Review The Heart of A Big Gorilla

Review The Heart of A Big Gorilla – Ada keheranan untuk dilihat dalam “King Kong” Peter Jackson yang baru, tetapi satu urutan, yang relatif tenang, memegang kunci keberhasilan film tersebut. Kong telah menangkap Ann Darrow dan membawanya ke tempat bertenggernya yang tinggi di gunung.

Review The Heart of A Big Gorilla

themasterfilm – Dia menurunkannya, tidak kasar, dan kemudian mulai mengaum, memamerkan giginya dan memukul dadanya. Ann, seorang akrobat vaudeville yang menganggur, entah bagaimana secara naluriah tahu bahwa gorila tidak mengancamnya tetapi mencoba membuatnya terkesan dengan berperilaku sebagai laki-laki alfa Raja Hutan. Dia tidak tahu bagaimana Queen Kong akan merespons, tetapi dia melakukan apa yang dia bisa: Dia melakukan rutinitas panggungnya, melakukan backflip, menari seperti Chaplin, juggling tiga batu.

Naluri dan empatinya sangat membantunya. Mata Kong melebar karena penasaran, bertanya-tanya dan akhirnya apa yang bisa dianggap sebagai kesenangan. Sejak saat itu, dia menganggap dirinya sebagai pemilik dan pelindung gadis itu. Dia seperti mainan kecil yang indah yang dia berikan untuk miliknya sendiri, dan tak lama kemudian, mereka memikirkan matahari terbenam bersama, keduanya dibungkam oleh keagungannya.

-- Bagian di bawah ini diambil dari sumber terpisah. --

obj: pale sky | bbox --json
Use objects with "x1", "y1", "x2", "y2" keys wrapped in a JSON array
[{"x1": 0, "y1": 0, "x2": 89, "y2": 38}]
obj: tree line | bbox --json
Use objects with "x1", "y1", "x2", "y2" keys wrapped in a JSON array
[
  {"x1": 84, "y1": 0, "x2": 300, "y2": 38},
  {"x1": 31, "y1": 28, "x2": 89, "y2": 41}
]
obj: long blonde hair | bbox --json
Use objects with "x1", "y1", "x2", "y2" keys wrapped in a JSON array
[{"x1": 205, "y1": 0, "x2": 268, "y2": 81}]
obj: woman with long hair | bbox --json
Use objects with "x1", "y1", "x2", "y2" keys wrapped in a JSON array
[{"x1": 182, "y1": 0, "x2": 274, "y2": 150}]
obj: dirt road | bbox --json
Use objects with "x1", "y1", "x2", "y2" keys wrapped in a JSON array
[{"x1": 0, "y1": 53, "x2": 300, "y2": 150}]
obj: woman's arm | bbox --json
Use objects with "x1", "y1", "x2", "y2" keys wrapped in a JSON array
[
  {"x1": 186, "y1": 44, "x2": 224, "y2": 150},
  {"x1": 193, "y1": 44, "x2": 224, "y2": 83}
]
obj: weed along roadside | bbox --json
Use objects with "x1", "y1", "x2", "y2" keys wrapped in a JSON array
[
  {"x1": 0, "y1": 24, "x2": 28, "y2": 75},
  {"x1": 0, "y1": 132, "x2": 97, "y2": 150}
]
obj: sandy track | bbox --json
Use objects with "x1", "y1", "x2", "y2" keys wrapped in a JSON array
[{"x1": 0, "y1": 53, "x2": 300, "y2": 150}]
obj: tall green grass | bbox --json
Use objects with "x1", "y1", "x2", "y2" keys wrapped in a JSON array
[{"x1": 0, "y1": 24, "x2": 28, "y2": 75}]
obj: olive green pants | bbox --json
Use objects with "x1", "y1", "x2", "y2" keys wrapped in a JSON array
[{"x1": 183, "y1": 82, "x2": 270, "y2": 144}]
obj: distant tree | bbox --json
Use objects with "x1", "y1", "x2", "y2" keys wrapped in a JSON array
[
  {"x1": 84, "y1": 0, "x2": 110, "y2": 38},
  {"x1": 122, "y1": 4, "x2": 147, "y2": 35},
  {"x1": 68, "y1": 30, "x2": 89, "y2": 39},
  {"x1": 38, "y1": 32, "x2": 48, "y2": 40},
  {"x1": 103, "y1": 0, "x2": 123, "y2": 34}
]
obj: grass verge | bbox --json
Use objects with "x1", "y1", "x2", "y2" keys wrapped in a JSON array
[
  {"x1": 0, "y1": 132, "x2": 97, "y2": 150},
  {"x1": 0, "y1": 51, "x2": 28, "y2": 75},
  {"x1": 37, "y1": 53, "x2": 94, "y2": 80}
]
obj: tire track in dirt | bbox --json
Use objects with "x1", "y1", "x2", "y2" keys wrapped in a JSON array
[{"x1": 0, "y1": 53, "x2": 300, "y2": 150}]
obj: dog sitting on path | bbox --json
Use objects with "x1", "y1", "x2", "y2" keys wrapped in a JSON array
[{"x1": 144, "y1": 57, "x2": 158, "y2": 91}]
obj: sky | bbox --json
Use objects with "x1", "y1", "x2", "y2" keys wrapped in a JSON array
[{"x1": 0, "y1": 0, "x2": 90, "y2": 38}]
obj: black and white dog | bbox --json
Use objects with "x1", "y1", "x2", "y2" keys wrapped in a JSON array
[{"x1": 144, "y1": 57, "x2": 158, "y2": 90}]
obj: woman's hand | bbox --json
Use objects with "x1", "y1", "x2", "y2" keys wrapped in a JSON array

Adegan ini sangat penting karena menghilangkan unsur menyeramkan dalam hubungan gorila/gadis di dua “Kong” sebelumnya (1933 dan 1976), menciptakan ikatan tanpa kata yang memungkinkan dia untuk mempercayainya. Ketika Jack Driscoll mendaki gunung untuk menyelamatkannya, dia menemukan dia nyaman terletak di telapak tangan besar Kong. Ann dan Kong dalam film ini akan diancam oleh dinosaurus, cacing pemakan manusia, kelelawar raksasa, serangga menjijikkan, laba-laba, senapan mesin, dan Korps Udara Angkatan Darat.

Film ini lebih kurang menggunakan setia mengikuti garis akbar film aslinya, namun penyesuaian fundamental pada interaksi antara estetika & hewan memberinya hati, kualitas yg kurang menurut film sebelumnya. Ya, Kong pada tahun 1933 merawat tawanannya, tetapi dia tidak terlalu peduli padanya. Kong selalu disalahpahami, tetapi di film 2005, ada seseorang yang mengetahuinya.

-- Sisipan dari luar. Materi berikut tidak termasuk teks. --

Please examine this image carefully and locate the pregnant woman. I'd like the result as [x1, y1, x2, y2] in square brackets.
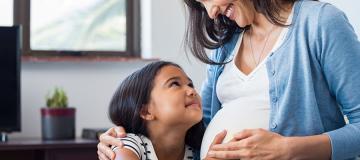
[98, 0, 360, 160]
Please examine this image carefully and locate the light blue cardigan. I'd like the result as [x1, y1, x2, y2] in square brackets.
[202, 0, 360, 160]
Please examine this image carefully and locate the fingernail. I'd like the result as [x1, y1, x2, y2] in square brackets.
[208, 151, 215, 157]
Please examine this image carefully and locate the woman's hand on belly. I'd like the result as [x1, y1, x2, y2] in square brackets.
[203, 130, 227, 160]
[207, 129, 289, 159]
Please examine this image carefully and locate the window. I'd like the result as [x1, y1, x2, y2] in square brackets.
[0, 0, 13, 26]
[14, 0, 140, 57]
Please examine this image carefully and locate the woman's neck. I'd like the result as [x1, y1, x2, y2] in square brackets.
[148, 126, 187, 160]
[251, 4, 293, 37]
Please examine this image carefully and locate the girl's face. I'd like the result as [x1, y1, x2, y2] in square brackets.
[196, 0, 255, 27]
[147, 65, 202, 128]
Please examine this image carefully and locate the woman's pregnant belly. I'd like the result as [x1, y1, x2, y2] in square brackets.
[200, 106, 269, 159]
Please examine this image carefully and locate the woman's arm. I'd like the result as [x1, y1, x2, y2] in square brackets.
[114, 148, 140, 160]
[208, 129, 331, 160]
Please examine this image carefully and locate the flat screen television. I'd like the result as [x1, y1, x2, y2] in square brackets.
[0, 26, 21, 139]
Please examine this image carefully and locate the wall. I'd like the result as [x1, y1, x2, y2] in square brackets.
[10, 0, 360, 138]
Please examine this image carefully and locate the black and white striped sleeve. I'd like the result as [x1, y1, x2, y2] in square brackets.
[111, 133, 143, 159]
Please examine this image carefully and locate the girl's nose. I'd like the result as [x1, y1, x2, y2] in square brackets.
[187, 87, 197, 97]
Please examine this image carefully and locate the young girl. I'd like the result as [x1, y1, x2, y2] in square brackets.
[109, 61, 205, 160]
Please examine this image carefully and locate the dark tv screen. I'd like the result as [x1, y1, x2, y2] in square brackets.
[0, 26, 21, 132]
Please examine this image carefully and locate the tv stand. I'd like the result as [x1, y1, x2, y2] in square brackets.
[0, 132, 8, 142]
[0, 138, 98, 160]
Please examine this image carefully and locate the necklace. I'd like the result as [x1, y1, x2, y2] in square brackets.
[249, 25, 275, 67]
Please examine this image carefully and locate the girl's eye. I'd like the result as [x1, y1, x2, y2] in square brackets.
[170, 81, 180, 87]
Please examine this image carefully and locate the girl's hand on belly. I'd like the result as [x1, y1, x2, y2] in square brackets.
[207, 129, 289, 159]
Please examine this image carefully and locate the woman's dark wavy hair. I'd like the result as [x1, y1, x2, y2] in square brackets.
[184, 0, 317, 65]
[109, 61, 205, 150]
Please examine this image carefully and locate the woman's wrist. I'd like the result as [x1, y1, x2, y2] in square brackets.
[284, 134, 331, 159]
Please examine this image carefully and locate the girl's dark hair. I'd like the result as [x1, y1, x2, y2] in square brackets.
[109, 61, 205, 149]
[184, 0, 317, 65]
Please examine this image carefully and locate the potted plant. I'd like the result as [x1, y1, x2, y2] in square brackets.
[41, 87, 75, 140]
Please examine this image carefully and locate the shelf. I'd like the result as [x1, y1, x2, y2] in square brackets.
[21, 55, 159, 62]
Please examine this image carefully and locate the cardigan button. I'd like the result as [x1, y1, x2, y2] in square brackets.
[272, 97, 277, 103]
[270, 122, 277, 129]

Baca juga : Review Film Ice Age

Saat Kong naik ke gedung pencakar langit, Ann berteriak bukan karena gorila tetapi karena serangan terhadap gorila oleh masyarakat yang menganggap dia harus dihancurkan. Film ini membuat perubahan yang sama yang melibatkan gorila raksasa seperti yang dilakukan Spielberg ” Close Encounters of the Third Kind ” (1977) ketika ia menggantikan serangan tahun 1950-an terhadap pengunjung asing dengan upaya tahun 1970-an untuk berkomunikasi dengan mereka (pada tahun 2005, Spielberg kembali untuk menyerang mereka, dalam ” War of the Worlds”).

“King Kong” adalah hiburan yang luar biasa. Ini seperti mekarnya semua kemungkinan dalam film klasik aslinya. Komputer tidak hanya digunakan untuk menciptakan efek khusus, tetapi juga untuk menciptakan gaya dan keindahan, untuk menemukan tampilan film yang sesuai dengan ceritanya. Dan karakternya bukanlah pahlawan atau penjahat kardus yang terlihat dalam garis besar, tetapi individu yang unik dengan kepribadian.

Pertimbangkan perbedaan antara Robert Armstrong (1933) dan Jack Black (2005) sebagai Carl Denham, sutradara film yang mendaratkan kru yang tidak curiga di Pulau Tengkorak. Stereotip Hollywood berdasarkan Cecil B. DeMille telah digantikan oleh stereotip yang lebih mengingatkan kita pada Orson Welles. Dan dalam peran utama Ann Darrow, Naomi Watts mengungkapkan berbagai emosi bahwa Fay Wray, memberkati hatinya, tidak pernah diizinkan pada tahun 1933. Tidak pernah ada gadis yang lebih tertekan, tetapi Fay Wray sebagian besar harus berteriak, sementara Watts melihat ke dalam. mata gorila dan melihat sesuatu yang indah di sana.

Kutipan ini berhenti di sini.